Like any ancient craft, tanning has a long history. Even the famous Ice Man "Ötzi", found mummified on a glacier in South Tyrol, was wearing furs and leather and carrying a deerskin quiver. So we know the skills involved in processing, preserving and using animal skins go back thousands of years.
The first priority has always been to stop the raw animal hides rotting and preserve them. To that end, the first priority was to remove any remaining flesh. Depending on how the leather would later be used, it had to be either hard and sturdy, or soft and supple. It must not decompose, had to be water-repellent and needed to retain those qualities for as long as possible.
There’s evidence of leather production in images that have come down to us from ancient Egypt.
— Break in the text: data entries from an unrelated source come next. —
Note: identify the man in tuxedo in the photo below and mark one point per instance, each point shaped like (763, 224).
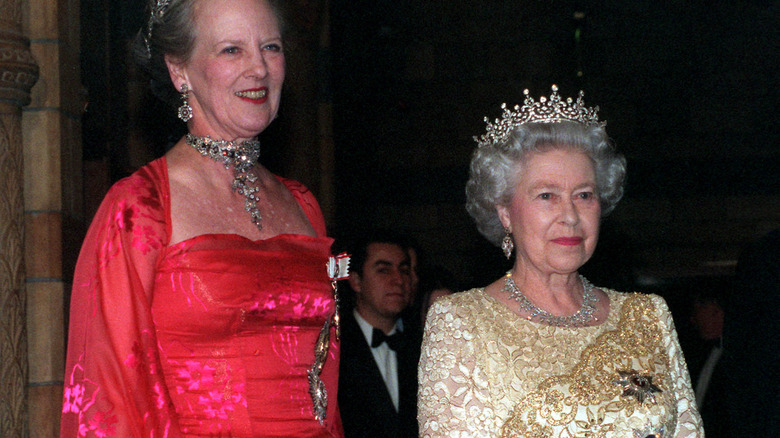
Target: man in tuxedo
(378, 371)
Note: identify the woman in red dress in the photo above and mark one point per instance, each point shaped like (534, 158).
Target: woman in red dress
(201, 290)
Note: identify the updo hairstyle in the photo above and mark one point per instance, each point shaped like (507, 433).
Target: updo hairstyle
(174, 34)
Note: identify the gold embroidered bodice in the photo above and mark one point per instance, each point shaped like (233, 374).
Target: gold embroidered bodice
(486, 372)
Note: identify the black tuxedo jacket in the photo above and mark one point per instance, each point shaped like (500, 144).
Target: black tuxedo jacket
(366, 407)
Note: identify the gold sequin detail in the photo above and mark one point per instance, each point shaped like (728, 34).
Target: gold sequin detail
(485, 371)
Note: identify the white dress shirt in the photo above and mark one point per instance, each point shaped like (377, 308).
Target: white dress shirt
(386, 359)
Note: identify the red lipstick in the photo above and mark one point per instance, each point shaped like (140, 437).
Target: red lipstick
(255, 96)
(568, 241)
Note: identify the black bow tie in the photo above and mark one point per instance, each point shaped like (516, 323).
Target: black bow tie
(394, 341)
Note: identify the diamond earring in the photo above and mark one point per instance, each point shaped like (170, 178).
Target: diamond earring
(185, 110)
(506, 244)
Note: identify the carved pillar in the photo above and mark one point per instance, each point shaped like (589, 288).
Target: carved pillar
(18, 73)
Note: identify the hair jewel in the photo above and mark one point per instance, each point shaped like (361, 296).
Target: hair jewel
(156, 13)
(552, 110)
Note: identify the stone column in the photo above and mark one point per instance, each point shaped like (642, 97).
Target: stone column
(18, 73)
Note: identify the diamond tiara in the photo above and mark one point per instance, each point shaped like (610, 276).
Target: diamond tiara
(552, 110)
(156, 13)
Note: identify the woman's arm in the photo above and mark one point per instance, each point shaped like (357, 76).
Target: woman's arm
(688, 418)
(453, 398)
(114, 386)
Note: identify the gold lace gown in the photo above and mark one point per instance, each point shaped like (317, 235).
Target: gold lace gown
(487, 372)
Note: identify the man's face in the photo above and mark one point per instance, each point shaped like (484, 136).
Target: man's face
(383, 287)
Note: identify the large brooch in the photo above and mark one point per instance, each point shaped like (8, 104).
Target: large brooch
(338, 269)
(639, 386)
(649, 432)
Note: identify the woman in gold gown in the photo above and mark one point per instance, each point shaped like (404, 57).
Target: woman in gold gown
(541, 352)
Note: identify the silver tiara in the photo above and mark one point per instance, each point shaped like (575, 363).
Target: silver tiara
(156, 13)
(552, 110)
The hides and skins of wild animals that had been hunted, and later also of domestic animals, were processed for a wide range of purposes: for sandals, straps, or fur clothing... Furniture was upholstered with leather, and even now, it’s hard to imagine the bridles and saddles of riding animals made of anything but leather.
Over thousands of years, tanning methods that use plants have remained essentially the same – they’ve only been refined.
In the mid-19th century, when industrialisation was well under way, tanners began to use chromium salt. The process of turning animal hide into leather, which had previously taken months, was considerably shortened. Then came the chemical dyes that contribute to the great variety of modern types of leather.
In the 1920s, Germany had 2,700 tanneries employing 61,000 people in total. Today, only a small number of companies still work with the traditional tanning methods. Their products are especially highly valued and priced accordingly.